Quality scores for each base are calculated by comparing the number of reads that match to the consensus sequence to the number of reads that differ from the consensus at the given position. Reads that are aligned to the position on the 5’ end from the shoulder sequence are given a higher weight than reads that align on the 3’ end from the shoulder sequence. A score of seven is assigned to each read that aligns at the position on the 5’ end. A score of two is assigned to each that aligns at the position on the 3’ end. The value is considered positive for all reads that match to the consensus base and negative for all reads that differ from the consensus base. Additionally, for base calls that differ from the consensus, the score is multiplied by a penalty value of 1.7, so the final calculation is one of the following:

• Number of reads with differing base calls x 7 x 1.7

• Number of reads with differing base calls x 2 x 1.7

For example, consider a position where nine total reads are aligned. Three reads are aligned at the 5’ end with a base call of “C,” four reads are aligned at the 3’ end with a base call of “A,” and two reads are aligned at the 3’ end with a matching base call of “C.” The score is calculated as: (3 x 7) + (2 x 2) – (4 x 2 x 1.7) = 12.8, where:

• (3 x 7) represents the number of matching 5’ reads times the score of 7.
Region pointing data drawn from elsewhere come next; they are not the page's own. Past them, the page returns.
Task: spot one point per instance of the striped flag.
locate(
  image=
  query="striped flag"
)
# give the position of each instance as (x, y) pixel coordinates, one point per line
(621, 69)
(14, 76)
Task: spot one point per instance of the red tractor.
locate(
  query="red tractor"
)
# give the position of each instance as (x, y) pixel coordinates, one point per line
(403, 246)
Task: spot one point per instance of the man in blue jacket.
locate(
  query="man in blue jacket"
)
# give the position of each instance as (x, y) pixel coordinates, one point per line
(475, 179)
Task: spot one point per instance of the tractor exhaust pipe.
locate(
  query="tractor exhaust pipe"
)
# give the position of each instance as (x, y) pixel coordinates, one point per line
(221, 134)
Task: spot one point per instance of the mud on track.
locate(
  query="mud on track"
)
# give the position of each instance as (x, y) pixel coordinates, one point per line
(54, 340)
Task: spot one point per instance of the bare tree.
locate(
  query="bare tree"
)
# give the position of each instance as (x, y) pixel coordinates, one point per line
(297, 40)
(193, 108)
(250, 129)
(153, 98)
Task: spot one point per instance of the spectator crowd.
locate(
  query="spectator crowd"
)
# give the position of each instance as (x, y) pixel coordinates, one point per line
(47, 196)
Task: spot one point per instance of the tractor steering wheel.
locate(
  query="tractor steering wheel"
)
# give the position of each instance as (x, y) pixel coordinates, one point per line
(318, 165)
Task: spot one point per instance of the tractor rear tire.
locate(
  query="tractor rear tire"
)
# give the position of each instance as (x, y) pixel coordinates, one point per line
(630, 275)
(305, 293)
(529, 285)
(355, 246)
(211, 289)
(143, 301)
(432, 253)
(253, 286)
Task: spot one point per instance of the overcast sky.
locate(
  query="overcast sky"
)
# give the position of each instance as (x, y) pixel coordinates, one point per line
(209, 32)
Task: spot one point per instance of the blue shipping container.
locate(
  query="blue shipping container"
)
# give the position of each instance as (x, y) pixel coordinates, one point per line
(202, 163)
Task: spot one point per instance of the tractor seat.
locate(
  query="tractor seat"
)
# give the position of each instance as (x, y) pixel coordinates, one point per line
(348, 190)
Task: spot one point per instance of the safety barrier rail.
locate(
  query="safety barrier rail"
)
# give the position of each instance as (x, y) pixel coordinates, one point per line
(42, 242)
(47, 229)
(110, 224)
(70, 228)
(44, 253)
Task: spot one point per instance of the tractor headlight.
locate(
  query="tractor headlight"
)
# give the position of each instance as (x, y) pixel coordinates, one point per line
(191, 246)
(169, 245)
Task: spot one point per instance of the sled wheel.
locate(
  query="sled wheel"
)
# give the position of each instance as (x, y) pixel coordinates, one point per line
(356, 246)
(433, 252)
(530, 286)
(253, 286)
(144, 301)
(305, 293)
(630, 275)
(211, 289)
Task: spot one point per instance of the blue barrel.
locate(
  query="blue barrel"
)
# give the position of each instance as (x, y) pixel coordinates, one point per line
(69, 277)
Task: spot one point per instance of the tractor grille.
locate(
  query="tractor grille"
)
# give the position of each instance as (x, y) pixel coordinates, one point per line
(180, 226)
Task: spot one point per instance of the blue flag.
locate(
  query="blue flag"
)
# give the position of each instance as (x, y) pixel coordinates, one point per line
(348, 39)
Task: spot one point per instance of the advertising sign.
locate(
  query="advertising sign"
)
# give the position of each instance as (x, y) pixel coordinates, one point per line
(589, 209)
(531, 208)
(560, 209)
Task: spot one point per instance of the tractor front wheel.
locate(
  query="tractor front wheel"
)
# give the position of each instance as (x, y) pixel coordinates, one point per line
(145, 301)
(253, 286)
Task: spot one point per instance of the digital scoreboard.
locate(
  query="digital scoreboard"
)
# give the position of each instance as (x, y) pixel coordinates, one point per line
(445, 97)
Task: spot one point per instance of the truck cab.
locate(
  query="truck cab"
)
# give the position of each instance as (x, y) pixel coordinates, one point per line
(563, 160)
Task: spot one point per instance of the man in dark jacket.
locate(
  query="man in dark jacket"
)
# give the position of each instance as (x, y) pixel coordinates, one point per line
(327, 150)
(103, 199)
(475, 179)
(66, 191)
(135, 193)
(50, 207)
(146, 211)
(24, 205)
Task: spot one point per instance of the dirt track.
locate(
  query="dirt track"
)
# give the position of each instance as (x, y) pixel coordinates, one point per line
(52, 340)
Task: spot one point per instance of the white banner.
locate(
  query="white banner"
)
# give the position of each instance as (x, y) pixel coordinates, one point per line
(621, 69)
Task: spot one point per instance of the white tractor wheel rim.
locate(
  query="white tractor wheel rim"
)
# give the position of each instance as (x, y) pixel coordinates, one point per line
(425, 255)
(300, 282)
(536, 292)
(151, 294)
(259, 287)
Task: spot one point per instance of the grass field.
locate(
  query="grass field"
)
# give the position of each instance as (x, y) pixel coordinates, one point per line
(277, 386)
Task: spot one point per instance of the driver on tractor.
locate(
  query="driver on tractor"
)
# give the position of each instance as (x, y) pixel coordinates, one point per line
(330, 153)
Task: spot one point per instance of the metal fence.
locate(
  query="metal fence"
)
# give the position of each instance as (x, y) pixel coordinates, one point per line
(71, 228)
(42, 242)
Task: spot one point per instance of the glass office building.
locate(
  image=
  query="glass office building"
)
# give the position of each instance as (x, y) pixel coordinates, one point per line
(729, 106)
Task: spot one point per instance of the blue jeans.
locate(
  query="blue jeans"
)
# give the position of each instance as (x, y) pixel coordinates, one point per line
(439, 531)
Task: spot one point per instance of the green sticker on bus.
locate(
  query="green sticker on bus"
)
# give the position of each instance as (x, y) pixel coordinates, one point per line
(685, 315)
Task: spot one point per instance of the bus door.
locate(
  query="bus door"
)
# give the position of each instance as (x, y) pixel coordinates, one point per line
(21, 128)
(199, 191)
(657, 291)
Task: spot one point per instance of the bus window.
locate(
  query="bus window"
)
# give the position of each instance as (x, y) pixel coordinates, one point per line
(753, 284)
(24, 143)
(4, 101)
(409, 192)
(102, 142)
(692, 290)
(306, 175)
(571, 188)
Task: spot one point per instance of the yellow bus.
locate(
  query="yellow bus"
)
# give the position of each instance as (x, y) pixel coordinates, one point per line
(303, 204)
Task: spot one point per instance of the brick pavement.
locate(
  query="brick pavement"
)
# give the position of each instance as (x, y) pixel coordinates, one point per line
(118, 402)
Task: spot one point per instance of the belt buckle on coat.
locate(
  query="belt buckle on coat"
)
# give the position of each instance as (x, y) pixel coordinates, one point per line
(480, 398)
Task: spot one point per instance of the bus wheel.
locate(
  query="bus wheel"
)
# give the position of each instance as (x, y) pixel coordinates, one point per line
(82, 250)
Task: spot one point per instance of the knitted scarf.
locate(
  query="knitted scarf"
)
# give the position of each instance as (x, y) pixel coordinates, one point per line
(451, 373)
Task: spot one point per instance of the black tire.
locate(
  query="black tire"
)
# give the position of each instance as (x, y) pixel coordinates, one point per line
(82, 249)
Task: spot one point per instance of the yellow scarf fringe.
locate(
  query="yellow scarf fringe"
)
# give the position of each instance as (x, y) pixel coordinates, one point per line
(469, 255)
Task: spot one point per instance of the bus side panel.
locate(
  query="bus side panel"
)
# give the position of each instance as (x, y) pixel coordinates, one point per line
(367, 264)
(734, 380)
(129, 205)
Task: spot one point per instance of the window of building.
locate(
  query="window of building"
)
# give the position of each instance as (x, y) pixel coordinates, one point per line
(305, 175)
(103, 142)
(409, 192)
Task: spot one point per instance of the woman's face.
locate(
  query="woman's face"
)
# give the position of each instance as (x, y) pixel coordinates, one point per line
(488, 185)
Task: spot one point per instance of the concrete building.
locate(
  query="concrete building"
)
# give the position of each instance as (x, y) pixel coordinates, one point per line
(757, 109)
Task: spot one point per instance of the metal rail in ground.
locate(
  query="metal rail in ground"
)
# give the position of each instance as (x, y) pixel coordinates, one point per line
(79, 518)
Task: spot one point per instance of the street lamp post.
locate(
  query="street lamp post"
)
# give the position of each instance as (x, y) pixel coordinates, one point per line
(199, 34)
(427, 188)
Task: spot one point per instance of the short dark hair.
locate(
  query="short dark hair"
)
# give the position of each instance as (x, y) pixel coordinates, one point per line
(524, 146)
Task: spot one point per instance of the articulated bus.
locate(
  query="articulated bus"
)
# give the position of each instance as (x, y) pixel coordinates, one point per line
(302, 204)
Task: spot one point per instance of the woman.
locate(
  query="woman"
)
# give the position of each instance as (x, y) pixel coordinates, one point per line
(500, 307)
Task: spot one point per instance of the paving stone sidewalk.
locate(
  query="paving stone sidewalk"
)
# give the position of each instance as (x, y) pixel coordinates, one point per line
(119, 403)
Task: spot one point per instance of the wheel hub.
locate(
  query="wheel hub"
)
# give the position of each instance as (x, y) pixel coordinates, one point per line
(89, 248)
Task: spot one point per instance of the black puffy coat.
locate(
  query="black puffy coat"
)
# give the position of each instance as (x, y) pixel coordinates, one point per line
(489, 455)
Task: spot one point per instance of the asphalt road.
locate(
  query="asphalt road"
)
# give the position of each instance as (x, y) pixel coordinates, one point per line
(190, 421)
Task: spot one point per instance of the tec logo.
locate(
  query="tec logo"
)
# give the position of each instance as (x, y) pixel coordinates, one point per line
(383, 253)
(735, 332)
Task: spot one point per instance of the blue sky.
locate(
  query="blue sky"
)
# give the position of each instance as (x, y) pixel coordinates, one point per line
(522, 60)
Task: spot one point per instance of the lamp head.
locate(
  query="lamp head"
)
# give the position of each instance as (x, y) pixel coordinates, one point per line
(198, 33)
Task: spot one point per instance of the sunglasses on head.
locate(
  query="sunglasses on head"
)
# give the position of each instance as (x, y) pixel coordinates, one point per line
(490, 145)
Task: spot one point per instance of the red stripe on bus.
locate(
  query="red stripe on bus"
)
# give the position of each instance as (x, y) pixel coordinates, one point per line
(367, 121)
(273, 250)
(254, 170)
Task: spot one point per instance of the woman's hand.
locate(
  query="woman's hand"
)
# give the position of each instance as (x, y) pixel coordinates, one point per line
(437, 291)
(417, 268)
• (2 x 2) represents the # of matching 3’ reads times the score of 2.

• (4 x 2 x 1.7) represents the number of differing 3’ reads times the score of 2 times the penalty of 1.7.

This setting can be very useful when using condensation to prepare reads for assembly by removing low quality calls at the ends of reads. It also useful for low coverage regions.When the minimum coverage of the data is around three or four reads, specify a value of two or three. For a value of three, at least two reads are required to have the same base call at the 3’ end. For higher coverage data, specify a larger value. For example, if the minimum coverage is about 10 reads, and the average coverage is approximately 50 reads, specify a value of 10.
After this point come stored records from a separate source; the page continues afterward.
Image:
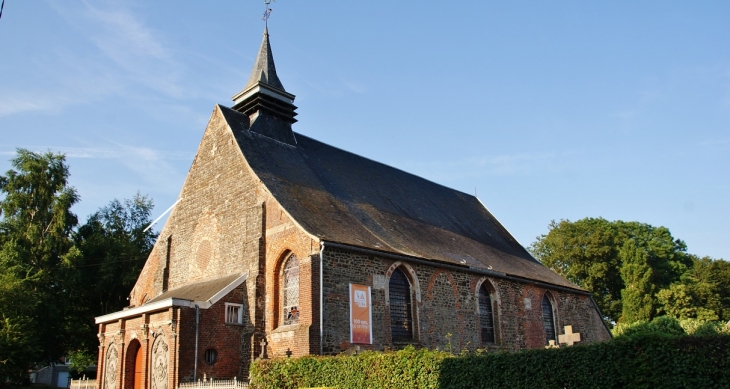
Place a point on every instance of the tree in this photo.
(113, 249)
(588, 252)
(637, 301)
(36, 256)
(701, 293)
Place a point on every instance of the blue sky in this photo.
(549, 110)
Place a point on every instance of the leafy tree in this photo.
(586, 253)
(55, 279)
(637, 300)
(590, 252)
(36, 256)
(700, 293)
(113, 249)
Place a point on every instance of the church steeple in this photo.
(269, 107)
(264, 69)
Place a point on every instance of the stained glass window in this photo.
(548, 319)
(290, 291)
(401, 319)
(486, 318)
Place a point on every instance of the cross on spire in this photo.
(267, 13)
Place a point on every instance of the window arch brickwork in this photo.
(290, 291)
(548, 318)
(486, 315)
(401, 307)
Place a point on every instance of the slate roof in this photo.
(342, 197)
(200, 291)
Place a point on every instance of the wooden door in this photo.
(139, 369)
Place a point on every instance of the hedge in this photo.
(641, 362)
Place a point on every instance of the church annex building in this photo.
(283, 245)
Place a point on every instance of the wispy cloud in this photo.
(119, 152)
(123, 57)
(503, 165)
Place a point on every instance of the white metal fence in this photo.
(83, 384)
(210, 383)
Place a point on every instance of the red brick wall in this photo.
(448, 304)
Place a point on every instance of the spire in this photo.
(263, 69)
(270, 108)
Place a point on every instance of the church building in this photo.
(281, 245)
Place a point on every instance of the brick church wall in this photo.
(445, 302)
(231, 342)
(285, 238)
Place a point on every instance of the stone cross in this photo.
(263, 349)
(569, 337)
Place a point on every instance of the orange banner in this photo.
(361, 329)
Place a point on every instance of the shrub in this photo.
(643, 360)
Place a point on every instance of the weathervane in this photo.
(267, 13)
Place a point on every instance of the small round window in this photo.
(211, 356)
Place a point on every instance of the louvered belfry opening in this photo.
(290, 291)
(486, 317)
(548, 319)
(401, 316)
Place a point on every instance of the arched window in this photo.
(548, 319)
(401, 316)
(290, 291)
(486, 317)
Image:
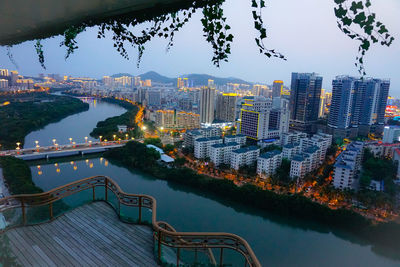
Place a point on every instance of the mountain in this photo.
(155, 77)
(194, 79)
(121, 74)
(202, 79)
• Require Bridge Read Covering Middle [x%] – Requires for at least one read in the subgroup that the total length of the “bridge” region —the extension beyond the left shoulder sequence, the left shoulder sequence, the anchor sequence, the right shoulder sequence, and the extension beyond the right shoulder sequence—must be at least x% of the total read length. This setting is useful when multiple condensation cycles are used.

• Index Error Correction if Frequency <= [x%] of Majority Index – This setting is useful for transcriptome analysis or other types of analyses in which expression levels vary drastically. For very highly expressed sequences, errors are found at a high frequency and without using this setting, these errors would not be corrected and instead, could be used as separate anchor sequences. This setting allows for reads with two different index (anchor) sequences to be combined into one group. If two anchor sequences differ by only one base and have identical shoulder sequences, they are clustered into one group if the count for either of these anchor sequences is less than or equal to x% of the total reads in the resulting group The majority index is the index that has a greater number of reads. The minority index is the index that has the fewer number of reads. By “correcting” the minor index to match to the major index, the minor sequence is prevented from being used as in index.